Как сообщается, много позже Юнг сказал об этой встрече в интервью Курту Эйслеру: «И вот возник мир… [это было как рождение]. При рождении все уже есть! На самом деле нет никакого времени! Время – ничто! Осознание этого приходит в такие моменты. Они… совершенно вне времени» (цит. по: Bair, 2003: 117).

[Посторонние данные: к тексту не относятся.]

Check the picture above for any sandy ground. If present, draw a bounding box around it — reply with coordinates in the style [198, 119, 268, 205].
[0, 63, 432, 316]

Однако уже во время этого разговора, на фоне взаимного энтузиазма возникают разногласия, которые в дальнейшем приводят к разрыву, после которого каждый следует по своему особенному пути. Эти расхождения были связаны с приверженностью Юнга «двум мирам» – признанию важности как духовного, так и материального или биологического аспекта. Когда Юнг впервые прочитал «Толкование сновидений» Фрейда, от его внимания не укрылась важность того, что Фрейд называл «механизмами вытеснения», которые он считал ответственными за странные «маскирующие» образы сновидения. Ранее при ответах пациентов на слова-стимулы в ходе ассоциативного словесного эксперимента Юнг уже сталкивался с подобными феноменами: прерываниями, маскировками, задержками реакции в случаях, когда была задета какая-нибудь «психическая травма или конфликт» (Jung, 1963: 147). Таким образом, он обнаружил аналогичный «механизм».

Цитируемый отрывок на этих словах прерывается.